Casa Batllo in the Passeig de Gràcia. The façade was completed by Antoni Gaudi in 1906 and is thought to represent St George and the dragon.  The roof of the building simulates a dragon’s back with blue-green scales and the balconies the jaws of monsters.  Inside there are many items of Gaudi-designed furniture which are amazingly different and completely stunning.  Entry tickets

Casa Amatller in the Passeig de Gràcia, the first building on the Manzan de la Disòrdia, was built in 1900 by a contemporary of Gaudi’s, Puig i Cadafalch.  A ceramic covered façade with ironwork and carved stone themes related to the businesses and hobbies of the owners.  Entry tickets

Casa Lleó Morera in the Passeig de Gràcia is the final in the Block of Discord. A beautifully ornate house completed in 1905 and designed by Domènech i Montaner who also designed El Palau de la Música Catalana and Hospital Sant Pau.  It is especially worth revisiting to see it illuminated at night. You cannot enter the building but it is a great end to your morning of modernista architectural discovery.

A bite of lunch – head for La Rambla with its many cafés and tapas bars.

La Rambla is subdivided into five separate Ramblas each with its own unique character and attractions. Lining La Rambla is flower sellers, newspaper stands, bird sellers, and street performers.  Halfway down on the left is the Plaça Reial a glorious square of cafés, palm trees, arcades and the famed Gaudi lamp posts.

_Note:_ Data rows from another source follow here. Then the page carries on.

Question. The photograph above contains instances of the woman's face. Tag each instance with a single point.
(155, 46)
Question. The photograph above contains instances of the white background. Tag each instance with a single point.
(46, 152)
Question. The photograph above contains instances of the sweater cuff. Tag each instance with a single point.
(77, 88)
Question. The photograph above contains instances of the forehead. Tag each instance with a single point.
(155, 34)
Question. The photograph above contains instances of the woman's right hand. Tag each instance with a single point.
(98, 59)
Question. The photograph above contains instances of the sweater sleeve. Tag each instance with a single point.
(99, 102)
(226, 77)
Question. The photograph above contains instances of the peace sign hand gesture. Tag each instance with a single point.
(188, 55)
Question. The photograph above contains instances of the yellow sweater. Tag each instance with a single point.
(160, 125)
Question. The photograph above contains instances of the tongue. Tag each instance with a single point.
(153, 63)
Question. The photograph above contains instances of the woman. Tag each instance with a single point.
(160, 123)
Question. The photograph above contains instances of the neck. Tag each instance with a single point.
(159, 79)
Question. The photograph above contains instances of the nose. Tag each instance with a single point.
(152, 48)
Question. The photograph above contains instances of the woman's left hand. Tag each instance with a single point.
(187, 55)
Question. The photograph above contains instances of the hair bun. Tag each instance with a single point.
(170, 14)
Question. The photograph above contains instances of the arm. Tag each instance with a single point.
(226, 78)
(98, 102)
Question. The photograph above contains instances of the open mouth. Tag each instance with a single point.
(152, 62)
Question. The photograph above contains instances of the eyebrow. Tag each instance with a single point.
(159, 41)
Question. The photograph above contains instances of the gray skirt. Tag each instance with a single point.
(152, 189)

Mercat de La Boquería especially of interest to Foodies as it is Europe’s largest and most dynamic food market. Here you can wander among the more than 300 stalls and just take in all you see.  The selling of fish, meats, local specialities, the wild mushrooms, enormous prawns and octopus, all just a taste of the Catalonian love of good food.

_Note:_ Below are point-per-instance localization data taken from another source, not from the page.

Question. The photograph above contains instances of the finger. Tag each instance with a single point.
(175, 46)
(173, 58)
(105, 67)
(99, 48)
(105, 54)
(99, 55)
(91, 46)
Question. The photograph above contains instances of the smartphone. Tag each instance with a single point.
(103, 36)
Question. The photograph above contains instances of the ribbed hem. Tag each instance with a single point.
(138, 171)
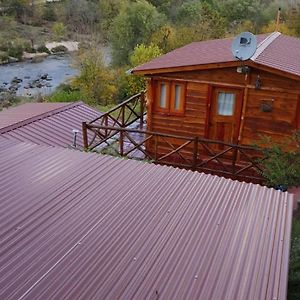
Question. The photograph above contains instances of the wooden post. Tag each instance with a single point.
(278, 19)
(195, 153)
(234, 158)
(121, 139)
(142, 101)
(84, 136)
(155, 147)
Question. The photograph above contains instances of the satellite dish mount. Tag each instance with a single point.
(243, 48)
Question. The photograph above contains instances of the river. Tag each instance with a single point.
(30, 79)
(37, 78)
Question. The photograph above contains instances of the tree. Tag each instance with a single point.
(82, 15)
(59, 30)
(134, 25)
(95, 80)
(141, 55)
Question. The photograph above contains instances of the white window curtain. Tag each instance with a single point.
(226, 103)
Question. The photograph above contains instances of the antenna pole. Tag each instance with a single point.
(278, 19)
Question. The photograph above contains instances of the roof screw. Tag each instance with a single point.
(75, 132)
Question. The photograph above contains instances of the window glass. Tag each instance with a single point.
(163, 95)
(226, 103)
(177, 96)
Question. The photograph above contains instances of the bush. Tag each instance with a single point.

Catedral de Barcelona a wondrous example of Gothic architecture and the focal point of the Old City. Construction was begun in 1298 but not completed until well into the 15th  The cloister affords a welcome moment of peace and tranquillity during your walk with pond magnolias, orange trees and gaggles of geese.  Entry is with a donation

Museu Picasso houses the largest collection of Pablo Picasso paintings and sculptures in Spain and although he was born in the South of Spain he spent much of his creative time here in Barcelona. The highlight of the collection is Las Meninas a series of 59 paintings based on the masterpiece by Velázquez.  The museum occupies a number of exquisite 15th-century palaces and is on a quiet pedestrian only street, Montacada 15 – 13:  Entry tickets

Santa Maria del Mar in the Plaça de Santa Maria is a stunningly beautiful 14th-century Gothic church.  Do not expect jewel-encrusted walls or opulence as it is simple and solemn but inside is a truly fabulous art collection.  The glories of the architecture of the time are seen in the perfect proportions of the three naves which tower above you and its widely spaced columns.  The stained-glass windows will give you many things to ponder.

Late afternoon or early evening refreshment can be found in the square across from Santa Maria del Mar where you will find several small and ambient wine bars.